There is no bar in entertaining a petition under Article 227 of the Constitution even in orders passed by criminal courts. The condition laid down is that there must be manifest miscarriage of justice occasioned, and that power is not to be exercised to correct a mistake of fact and of law. The aforesaid has been followed by the High Court of Jammu & Kashmir and Ladakh while adjudicating the case of Bilal Ahmad Ganai & ors. v. Sweety Rashid & ors. [CM(M) No.142/2021] which was decoded upon by a single judge bench comprising Justice Ali Mohammad Magrey on 11th October 2021.
The brief facts of the case are as follows. Petitioner no.1 and respondent no.1 were married in the year 2012. Respondents 2 and 3 were born out of the said wedlock. On account of some marital dispute between the couple and commencement of litigation between the two, according to the 2 petitioners, the wedlock was brought to an end by petitioner no.1 by executing Talaq-i-Rajaie and later on Talaq-i-Bayin. Respondents are residents of Wuyan, Tehsil Pampore, District Pulwama, yet they filed an application under Section 12 read with other provisions of the Protection of Women from Domestic Violence Act, 2005, (DV Act). The trial Magistrate after obtaining objections from the respondents and hearing the parties, passed order holding that as per the mandate of section 27 of the Act the court had no territorial jurisdiction to adjudicate upon the matter. The respondents filed an appeal against the aforesaid order of the trial Magistrate which was decided by the learned Additional Sessions Judge, Budgam who gave a decision without hearing the petitioners and this order has been challenged by the petitioners under the present appeal on the grounds of lack of territorial jurisdiction.

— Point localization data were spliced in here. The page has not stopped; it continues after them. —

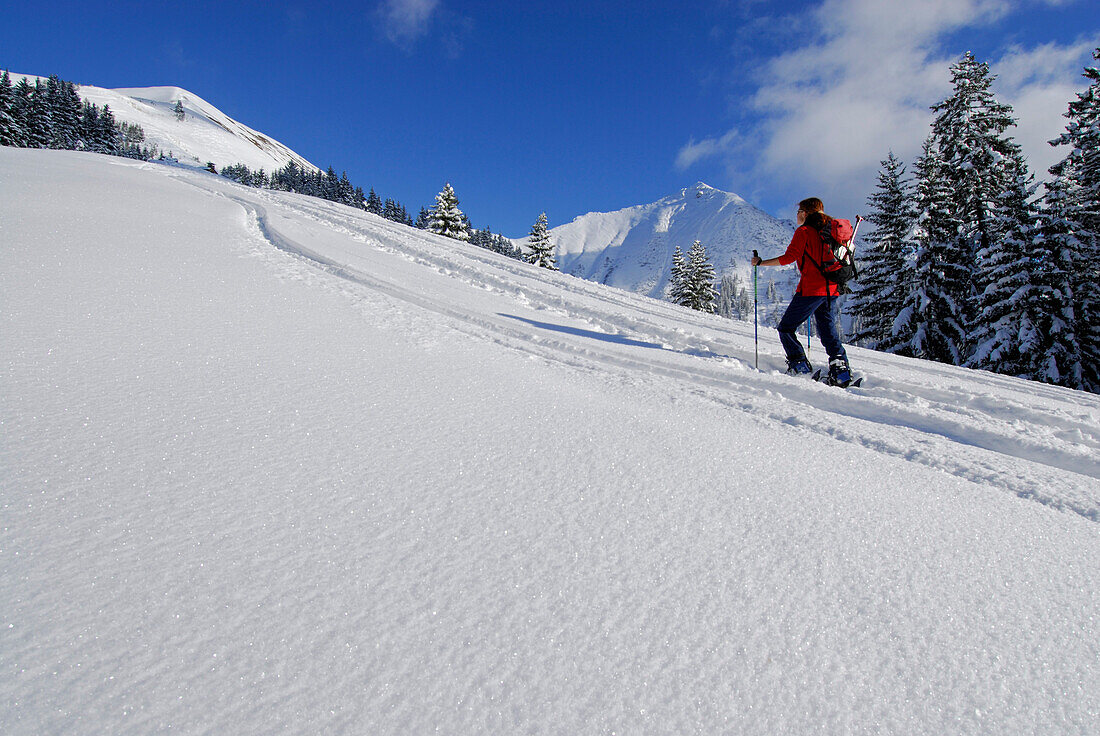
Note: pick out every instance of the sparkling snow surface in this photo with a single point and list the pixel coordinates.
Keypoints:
(206, 133)
(268, 464)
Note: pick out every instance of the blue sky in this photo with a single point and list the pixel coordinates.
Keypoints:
(571, 107)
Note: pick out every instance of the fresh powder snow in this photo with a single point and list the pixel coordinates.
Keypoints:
(271, 464)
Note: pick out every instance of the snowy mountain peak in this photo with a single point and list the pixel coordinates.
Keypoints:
(205, 134)
(633, 248)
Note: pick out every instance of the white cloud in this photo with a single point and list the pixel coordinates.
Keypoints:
(407, 20)
(832, 109)
(705, 149)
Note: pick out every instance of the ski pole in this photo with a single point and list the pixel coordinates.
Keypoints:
(756, 326)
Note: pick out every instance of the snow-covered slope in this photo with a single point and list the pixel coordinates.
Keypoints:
(206, 133)
(270, 464)
(633, 248)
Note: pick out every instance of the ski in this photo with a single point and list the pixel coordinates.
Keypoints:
(856, 383)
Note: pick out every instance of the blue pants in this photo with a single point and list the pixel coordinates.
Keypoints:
(799, 311)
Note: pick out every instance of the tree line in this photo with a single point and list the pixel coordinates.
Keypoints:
(51, 114)
(970, 263)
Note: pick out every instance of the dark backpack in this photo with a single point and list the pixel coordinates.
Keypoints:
(838, 262)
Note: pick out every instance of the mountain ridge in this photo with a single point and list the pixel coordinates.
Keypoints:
(631, 248)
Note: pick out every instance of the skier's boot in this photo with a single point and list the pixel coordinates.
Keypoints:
(839, 373)
(800, 366)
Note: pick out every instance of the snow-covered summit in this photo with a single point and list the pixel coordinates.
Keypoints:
(633, 248)
(205, 134)
(274, 464)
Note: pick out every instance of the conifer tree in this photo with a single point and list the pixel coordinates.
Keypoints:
(374, 202)
(678, 279)
(701, 279)
(981, 164)
(1073, 209)
(930, 323)
(21, 112)
(1007, 336)
(882, 263)
(40, 121)
(7, 120)
(446, 218)
(540, 245)
(422, 219)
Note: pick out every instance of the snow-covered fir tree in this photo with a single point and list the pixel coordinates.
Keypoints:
(7, 103)
(692, 282)
(981, 164)
(446, 218)
(1059, 251)
(540, 248)
(678, 279)
(1005, 336)
(883, 262)
(734, 300)
(374, 202)
(422, 219)
(701, 279)
(930, 323)
(1073, 209)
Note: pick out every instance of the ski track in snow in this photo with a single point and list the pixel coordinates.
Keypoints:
(268, 464)
(1005, 443)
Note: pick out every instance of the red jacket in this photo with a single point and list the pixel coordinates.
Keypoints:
(807, 244)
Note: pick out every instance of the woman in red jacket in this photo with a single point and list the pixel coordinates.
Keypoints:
(814, 296)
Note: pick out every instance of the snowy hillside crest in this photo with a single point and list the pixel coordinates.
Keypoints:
(631, 248)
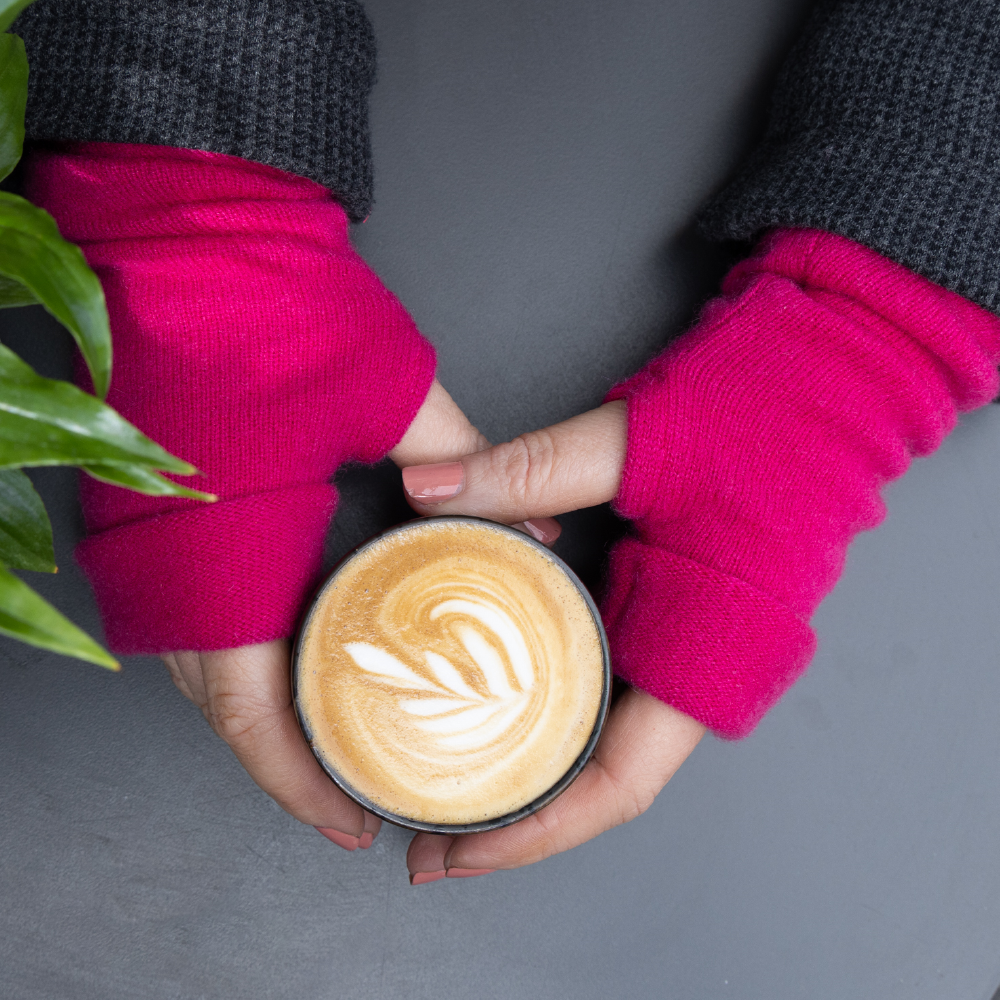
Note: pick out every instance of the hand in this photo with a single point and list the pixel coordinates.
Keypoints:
(245, 694)
(575, 464)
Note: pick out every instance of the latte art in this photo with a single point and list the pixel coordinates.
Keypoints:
(450, 673)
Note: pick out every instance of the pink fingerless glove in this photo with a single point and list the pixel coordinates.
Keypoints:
(250, 340)
(757, 446)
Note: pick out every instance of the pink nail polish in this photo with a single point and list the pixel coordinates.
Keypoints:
(434, 483)
(422, 878)
(543, 529)
(344, 840)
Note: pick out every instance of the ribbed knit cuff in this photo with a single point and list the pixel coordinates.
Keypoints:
(733, 650)
(280, 82)
(212, 577)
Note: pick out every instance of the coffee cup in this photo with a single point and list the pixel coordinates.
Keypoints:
(452, 675)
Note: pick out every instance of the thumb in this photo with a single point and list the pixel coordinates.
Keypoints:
(440, 432)
(575, 464)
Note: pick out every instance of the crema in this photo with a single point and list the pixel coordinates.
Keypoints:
(451, 672)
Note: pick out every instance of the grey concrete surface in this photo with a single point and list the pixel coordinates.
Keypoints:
(538, 166)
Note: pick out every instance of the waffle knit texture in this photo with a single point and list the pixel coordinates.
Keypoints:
(885, 128)
(280, 82)
(250, 340)
(757, 446)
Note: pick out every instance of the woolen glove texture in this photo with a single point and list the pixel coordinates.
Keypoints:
(250, 340)
(885, 128)
(281, 82)
(757, 446)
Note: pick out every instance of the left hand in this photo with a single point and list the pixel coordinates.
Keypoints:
(575, 464)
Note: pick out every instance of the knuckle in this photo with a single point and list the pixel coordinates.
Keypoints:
(629, 801)
(525, 464)
(237, 717)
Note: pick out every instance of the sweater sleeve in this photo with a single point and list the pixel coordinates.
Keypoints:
(251, 340)
(279, 82)
(885, 128)
(757, 447)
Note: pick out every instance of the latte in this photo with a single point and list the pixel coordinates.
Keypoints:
(451, 672)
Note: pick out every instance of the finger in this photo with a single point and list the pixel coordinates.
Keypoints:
(372, 826)
(249, 704)
(575, 464)
(440, 432)
(425, 857)
(643, 745)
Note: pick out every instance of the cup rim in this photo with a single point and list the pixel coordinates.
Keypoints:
(483, 825)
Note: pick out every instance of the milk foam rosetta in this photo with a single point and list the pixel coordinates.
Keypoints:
(451, 672)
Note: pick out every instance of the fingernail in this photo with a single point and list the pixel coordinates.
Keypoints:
(422, 878)
(434, 483)
(543, 529)
(468, 872)
(344, 840)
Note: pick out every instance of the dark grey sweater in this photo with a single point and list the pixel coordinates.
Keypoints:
(282, 82)
(885, 124)
(885, 128)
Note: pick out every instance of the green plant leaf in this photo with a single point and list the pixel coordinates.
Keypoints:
(9, 9)
(33, 253)
(134, 477)
(13, 97)
(27, 616)
(13, 293)
(25, 531)
(47, 422)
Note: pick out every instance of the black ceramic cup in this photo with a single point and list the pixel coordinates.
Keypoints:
(555, 789)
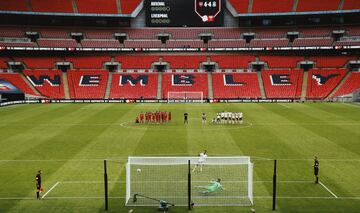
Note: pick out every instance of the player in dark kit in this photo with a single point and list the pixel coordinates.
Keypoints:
(38, 184)
(186, 118)
(316, 169)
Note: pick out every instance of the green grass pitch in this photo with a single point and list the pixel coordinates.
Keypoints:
(70, 141)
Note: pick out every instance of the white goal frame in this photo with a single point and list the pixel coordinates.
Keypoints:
(184, 97)
(244, 199)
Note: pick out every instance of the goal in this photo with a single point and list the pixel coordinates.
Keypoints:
(185, 97)
(171, 179)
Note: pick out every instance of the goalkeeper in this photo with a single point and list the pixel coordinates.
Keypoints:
(212, 187)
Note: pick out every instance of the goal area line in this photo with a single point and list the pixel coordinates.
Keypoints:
(48, 196)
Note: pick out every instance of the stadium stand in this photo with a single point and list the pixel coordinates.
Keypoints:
(100, 43)
(272, 6)
(282, 83)
(351, 4)
(53, 33)
(38, 62)
(17, 81)
(348, 42)
(136, 61)
(184, 44)
(269, 42)
(14, 5)
(307, 42)
(122, 88)
(3, 62)
(244, 85)
(331, 61)
(315, 32)
(99, 34)
(52, 87)
(142, 43)
(281, 61)
(319, 5)
(17, 44)
(241, 6)
(11, 32)
(351, 85)
(196, 82)
(227, 43)
(89, 84)
(97, 6)
(128, 6)
(184, 61)
(233, 61)
(322, 82)
(88, 62)
(61, 6)
(57, 43)
(270, 32)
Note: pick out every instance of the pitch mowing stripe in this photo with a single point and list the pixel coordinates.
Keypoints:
(255, 197)
(327, 189)
(123, 159)
(53, 187)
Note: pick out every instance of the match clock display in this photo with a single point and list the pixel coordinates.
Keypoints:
(190, 13)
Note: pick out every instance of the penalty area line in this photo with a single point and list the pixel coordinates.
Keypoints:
(327, 189)
(53, 187)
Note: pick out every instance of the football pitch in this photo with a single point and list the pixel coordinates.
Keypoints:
(69, 142)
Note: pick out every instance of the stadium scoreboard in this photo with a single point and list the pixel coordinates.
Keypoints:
(190, 13)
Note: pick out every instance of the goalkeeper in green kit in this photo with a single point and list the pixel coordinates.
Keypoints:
(212, 187)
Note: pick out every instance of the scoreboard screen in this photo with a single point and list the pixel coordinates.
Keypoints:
(190, 13)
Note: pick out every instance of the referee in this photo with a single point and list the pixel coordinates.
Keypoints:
(316, 169)
(186, 118)
(38, 184)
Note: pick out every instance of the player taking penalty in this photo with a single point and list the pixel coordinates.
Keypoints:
(212, 187)
(201, 161)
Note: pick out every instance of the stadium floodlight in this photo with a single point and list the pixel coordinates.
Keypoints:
(172, 179)
(185, 97)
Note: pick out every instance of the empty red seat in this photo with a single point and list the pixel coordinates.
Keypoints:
(16, 80)
(322, 82)
(308, 42)
(134, 85)
(100, 43)
(128, 6)
(281, 61)
(350, 85)
(241, 6)
(89, 84)
(65, 43)
(47, 82)
(97, 6)
(351, 5)
(282, 83)
(60, 6)
(272, 6)
(39, 62)
(235, 85)
(318, 5)
(14, 5)
(199, 83)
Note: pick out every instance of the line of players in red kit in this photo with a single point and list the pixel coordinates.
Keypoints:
(153, 117)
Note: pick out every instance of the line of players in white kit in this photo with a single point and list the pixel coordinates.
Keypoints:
(228, 118)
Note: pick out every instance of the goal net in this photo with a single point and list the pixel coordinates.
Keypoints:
(185, 97)
(166, 178)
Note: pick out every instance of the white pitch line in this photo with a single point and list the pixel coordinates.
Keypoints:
(53, 187)
(255, 197)
(332, 193)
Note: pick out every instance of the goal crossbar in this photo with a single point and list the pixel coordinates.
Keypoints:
(167, 178)
(185, 97)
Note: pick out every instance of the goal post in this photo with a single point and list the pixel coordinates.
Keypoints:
(185, 97)
(167, 178)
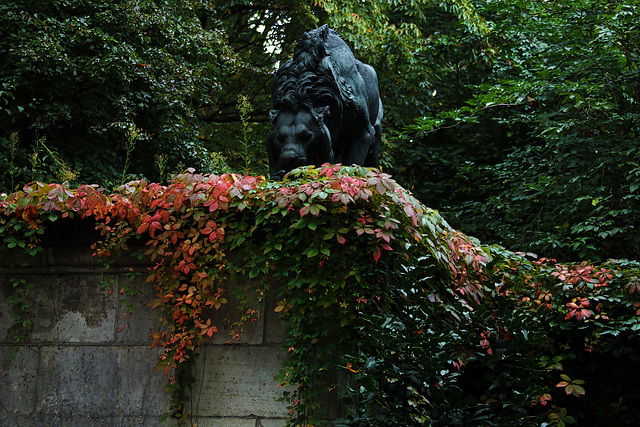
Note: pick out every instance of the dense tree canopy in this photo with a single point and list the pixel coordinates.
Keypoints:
(518, 120)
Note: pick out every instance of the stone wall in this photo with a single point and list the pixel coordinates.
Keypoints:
(86, 363)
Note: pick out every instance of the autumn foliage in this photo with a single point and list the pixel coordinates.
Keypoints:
(429, 327)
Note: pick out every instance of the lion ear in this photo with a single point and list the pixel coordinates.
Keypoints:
(319, 113)
(273, 115)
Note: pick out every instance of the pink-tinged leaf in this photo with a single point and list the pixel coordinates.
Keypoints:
(376, 254)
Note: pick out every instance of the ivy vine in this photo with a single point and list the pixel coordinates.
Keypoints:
(348, 253)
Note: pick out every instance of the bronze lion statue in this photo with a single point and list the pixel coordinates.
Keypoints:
(325, 107)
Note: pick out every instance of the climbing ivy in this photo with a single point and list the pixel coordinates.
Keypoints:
(383, 304)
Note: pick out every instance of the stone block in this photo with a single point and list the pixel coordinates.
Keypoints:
(72, 309)
(239, 381)
(18, 378)
(100, 381)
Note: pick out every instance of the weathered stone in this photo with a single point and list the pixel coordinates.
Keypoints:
(239, 381)
(99, 381)
(72, 308)
(18, 377)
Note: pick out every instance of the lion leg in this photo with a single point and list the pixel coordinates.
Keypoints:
(360, 148)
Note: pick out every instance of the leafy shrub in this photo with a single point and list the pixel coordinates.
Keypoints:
(408, 320)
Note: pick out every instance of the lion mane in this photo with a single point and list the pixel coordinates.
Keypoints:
(324, 81)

The court perused the facts and arguments presented. It relied on several judgments including Radhey Shyam v Chhabi Nath, Dr. P. Pathmanathan v Tmt. V. Monica and Hari Singh Mann v Harbhajan Singh Bajwa. It was hence of the opinion that “The present petition, is not a petition for correction of a mistake of fact or of law; it is a petition for undoing the miscarriage of justice caused by the impugned order. So far as the order passed by the learned Additional Sessions Judge, Budgam, thereby the appellate court has only directed the trial Magistrate to decide afresh the complaint on the issue of territorial jurisdiction after inviting oral and documentary evidence from the parties to the complaint and after hearing both sides and pass appropriate orders and that till then all the interim reliefs passed by the trial court shall remain in operation. This Court does not see that the appellate court has committed any illegality in remanding the case to the trial Magistrate for the aforesaid purpose.”